Ketika pangeran ketiga menolak, pangeran sulung marah dan menendangnya hingga
jatuh dalam posisi duduk bersila dan berubah patung. Patung tersebut diberi
nama Patung Bathara Dewa yang sekarang masih ada di wilayah Kedisan dengan
bentuk aslinya yang masih duduk bersila.
Setelah itu kedua pangeran yang tersisa
melanjutkan perjalanannya hingga sampai ke sebuah dataran, dimana mereka
bertemu dengan dua orang gadis yang cantik. Sang pangeran kedua kemudian
menyapanya, melihat ini pangeran pertama kembali marah dan memerintahkan untuk
tinggal di tempat itu, pangeran keduapun menolak, dan kemudian pangeran pertama
menyepak adiknyanhingga jatuh tertelungkup dan kemudian ditinggalkan,
disebutkan sang adik kemudian menjadi kepala desa di tempat, kemudian disebut
dengan Desa Abang Dukuh. Dukuh sendiri merupakan istilah dalam bahasa lokal
yang berarti telugkup.
Pangeran pertama akhirnya melanjutkan
perjalanannya seorang diri, dan akhirnya menemukan sumber harum yang berasal
dari pohon Taru Menyan. Di bawahnya ia melihat seorang Dewi yang sangat cantik
jelita. Kemudian sang pangeran pun jatuh cita dan berniat untuk melamar sang
Dewi. Lamaran akan di terima dengan syarat p-angeran mau menjadi pemimpi desa
tersebut. Akhirnya pangeran itu diberi gelar Ratu Sakti Pancering Jagat,
sedangkan istrinya diberi gelar Ratu Ayu Pingit Dalam Dasar sejak itu, desa
Trunyan akhirnya berkembang menjadi kerajaan kecil. Kemudian untuk melindungi
kerajaan yang tertarik dengan bau harum pohon Taru Menyan, Ratu Sakti Pancering
Jagat memerintahkan untuk tidak menguburkan mayat, namun diletakkan saja di
bawah pohon Taru Menyan hingga membusuk. Sejak saat itu pohon itu sudah tak
tercium bau harum lagi, dan jenazah-jenazah tersebut tidak mengeluarkan busuk.
B.
Mite, Adat Kebudayaan dan Ritual
Mite menurut KBBI artinya cerita yang
mempunyai latar belakang sejarah, dipercayai oleh masyarakat sebagai cerita
yang benar-benar terjadi. Dianggap suci, ajaib, dan umumnya ditokohi oleh
dewa-dewa. Berikut Mite yang dipercayai terdapat di suku Trunyan.

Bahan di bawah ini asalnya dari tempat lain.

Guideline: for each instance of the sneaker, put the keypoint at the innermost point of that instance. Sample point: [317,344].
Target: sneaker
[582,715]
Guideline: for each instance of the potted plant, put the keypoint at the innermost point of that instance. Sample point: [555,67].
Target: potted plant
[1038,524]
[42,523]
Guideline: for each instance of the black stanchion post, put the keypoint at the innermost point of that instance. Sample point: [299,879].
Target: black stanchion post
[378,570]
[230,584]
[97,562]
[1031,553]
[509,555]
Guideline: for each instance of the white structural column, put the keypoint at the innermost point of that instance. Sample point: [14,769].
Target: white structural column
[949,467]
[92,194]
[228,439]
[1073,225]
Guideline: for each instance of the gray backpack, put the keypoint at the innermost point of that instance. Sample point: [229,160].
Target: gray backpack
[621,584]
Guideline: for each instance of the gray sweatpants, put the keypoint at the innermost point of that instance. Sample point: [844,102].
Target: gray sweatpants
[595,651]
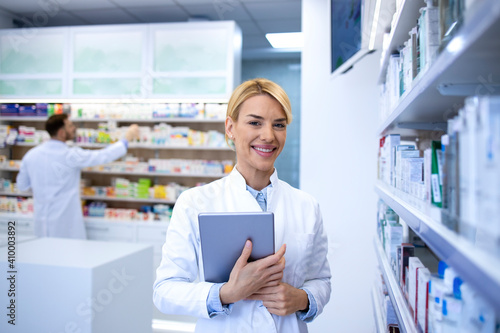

1. Mite Tentang Dewi yang Turun Dari Langit
Dahulu
ada seorang dewi yang terpesona dengan bau harum, yang datang dari suatu tempat
di bumi yang telah turun dari langit untuk mencari sumber bau harum itu.
Setelah mencari-cari beberapa waktu lamanya akhirnya berhasil menemukan. Sumber
harum itu ternyata berasal dari pohon Taru Menyan, sejak itu tempat itu
dinamakan Trunyan. Akhirnya sang Dewi memutuskan untuk tinggal disana. Pada
suatu hari, karena marah akibat diamat-amati oleh matahari. Kemudian ia
menghina sang Surya dengan cara melihatkan alat kelamin dan menunggingkan ke
arahnya. Sebagai akibat perbuatannya, sang Dewi mengandung secara gaib serta
melahirkan sepasang anak kembar berlainan jenis kelamin. Anak yang lahir
terdahulu adalah sebuah banci, dan yang kedua seorang perempuan. Setelah
anak-anaknya tumbuh dewasa sang Dewi kembali ke kayangan, dan kedua
kakak-beradik itu hidup sendiri di Trunyan.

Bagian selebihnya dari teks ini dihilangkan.